Operating from Hong Kong as Asia bureau chief, Behr wrote on China's Cultural Revolution, secured an interview with Mao Zedong and reported from Vietnam. The year 1968 turned out to be a hectic one for Behr: he was in Saigon during the Tet Offensive, in Paris for the student riots and in Prague when it was occupied by the Russians.

=== Biographies and television ===
Behr turned gradually from a career in war reporting to writing books and making television documentaries, including award-winning programmes on India, Ireland and the Kennedy family. A notable production was The American Way of Death, Behr's look at America's undertaking industry.

Later came a documentary for BBC1 on Emperor Hirohito, and the three-part Red Dynasty for BBC2 on the murders at the Tiananmen Square and the developments in communist China that led up to the massacre.

In his book Hirohito: Behind the Myth Behr went into the debate about what the emperor knew about war preparations, about the rape of Nanking, the Bataan death march, the Burma railway and Changi prison. Behr's case was that Hirohito knew as long ago as 1931 – when his troops took control of Manchuria in the putsch that became known as the Mukden Incident – what his military chiefs were doing; that he encouraged it; and that he was fully aware of their preparations for the Second World War.

In his book on the Ceauşescus, Behr said that the couple established a dictatorship more Byzantine than Marxist–Leninist. The title, Kiss the Hand You Cannot Bite, was a Romanian proverb.

In 1987 Behr wrote a biography of Pu Yi, the last emperor of China. The book, titled The Last Emperor, was inspired by a conversation between Behr and the British film producer Jeremy Thomas at the 1986 Cannes Film Festival, where The Last Emperor (produced by Thomas) was shown. Behr wrote in the "Acknowledgments" section of the book that "[h]e asked me whether I would be interested in writing a book connected with the film. I said that rather than write a 'book of the film' I wanted to try my hand at a serious biography of Pu Yi and his life and times". He further thanked Thomas for enabling him to "meet the surviving dramatis personae in Pu Yi's life".

In 1978 he published his memoirs. Memorably entitled Anyone Here Been Raped and Speaks English?, it was retitled for the American market as Bearings: A Foreign Correspondent's Life Behind the Lines.

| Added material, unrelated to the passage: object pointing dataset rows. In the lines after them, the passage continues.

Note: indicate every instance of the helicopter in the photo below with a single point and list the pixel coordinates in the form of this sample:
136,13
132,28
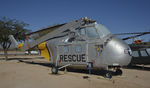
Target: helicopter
82,44
140,49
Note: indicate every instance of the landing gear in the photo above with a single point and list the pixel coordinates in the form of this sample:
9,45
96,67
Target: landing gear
118,72
108,75
54,70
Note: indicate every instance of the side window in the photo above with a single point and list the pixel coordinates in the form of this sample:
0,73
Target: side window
148,51
135,54
78,48
143,53
66,49
91,32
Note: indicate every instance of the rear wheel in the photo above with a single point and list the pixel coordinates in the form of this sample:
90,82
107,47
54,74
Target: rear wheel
54,70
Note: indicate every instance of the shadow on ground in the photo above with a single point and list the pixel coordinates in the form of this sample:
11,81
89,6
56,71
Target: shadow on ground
84,71
138,68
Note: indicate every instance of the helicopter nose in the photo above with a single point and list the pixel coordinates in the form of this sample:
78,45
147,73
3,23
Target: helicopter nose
119,52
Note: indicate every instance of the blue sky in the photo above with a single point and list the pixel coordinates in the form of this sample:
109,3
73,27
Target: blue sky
117,15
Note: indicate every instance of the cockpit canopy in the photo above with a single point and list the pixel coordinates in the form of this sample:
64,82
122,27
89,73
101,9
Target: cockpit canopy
94,31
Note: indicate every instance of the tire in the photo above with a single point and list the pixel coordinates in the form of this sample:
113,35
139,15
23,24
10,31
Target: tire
108,75
118,72
54,70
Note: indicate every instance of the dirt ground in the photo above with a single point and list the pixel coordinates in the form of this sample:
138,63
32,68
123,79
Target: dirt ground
34,72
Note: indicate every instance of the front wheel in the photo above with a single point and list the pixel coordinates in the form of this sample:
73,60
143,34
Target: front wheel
54,70
108,75
118,72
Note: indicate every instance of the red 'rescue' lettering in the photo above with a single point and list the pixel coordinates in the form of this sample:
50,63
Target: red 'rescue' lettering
72,58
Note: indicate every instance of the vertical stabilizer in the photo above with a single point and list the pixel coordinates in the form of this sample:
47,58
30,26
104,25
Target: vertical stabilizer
13,40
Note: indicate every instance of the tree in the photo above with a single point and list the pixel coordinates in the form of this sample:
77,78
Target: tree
11,27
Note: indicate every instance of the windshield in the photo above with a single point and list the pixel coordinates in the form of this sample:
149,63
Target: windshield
102,30
91,32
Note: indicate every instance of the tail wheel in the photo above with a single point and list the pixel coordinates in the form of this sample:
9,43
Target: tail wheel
108,75
118,72
54,70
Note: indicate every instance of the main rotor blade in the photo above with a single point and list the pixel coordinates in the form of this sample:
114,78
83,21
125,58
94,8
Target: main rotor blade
132,33
144,33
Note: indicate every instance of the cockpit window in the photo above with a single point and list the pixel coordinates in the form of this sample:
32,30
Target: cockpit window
143,53
148,50
81,31
135,54
102,30
91,32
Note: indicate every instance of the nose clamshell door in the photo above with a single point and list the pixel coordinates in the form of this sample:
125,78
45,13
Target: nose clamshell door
115,52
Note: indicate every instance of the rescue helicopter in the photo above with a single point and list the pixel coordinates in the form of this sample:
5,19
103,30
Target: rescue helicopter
81,44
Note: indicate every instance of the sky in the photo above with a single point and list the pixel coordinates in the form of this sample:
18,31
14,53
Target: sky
118,16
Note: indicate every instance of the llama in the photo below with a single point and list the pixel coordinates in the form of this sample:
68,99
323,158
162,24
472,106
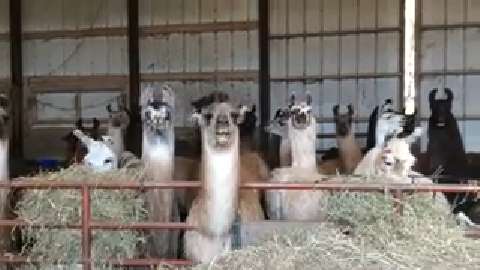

In a thriller, Getting Even (1981), Behr used his foreign correspondent experience. He was the author (with Sydney Liu) of The Thirty-Sixth Way: A Personal Account of Imprisonment and Escape from Red China (1969), wrote a book on the musical Les Misèrables and collaborated on another about the making of Miss Saigon.

He also wrote Thank Heaven for Little Girls: The True Story of Maurice Chevalier's Life and Times (1993). He contributed regularly to American, French and British periodicals.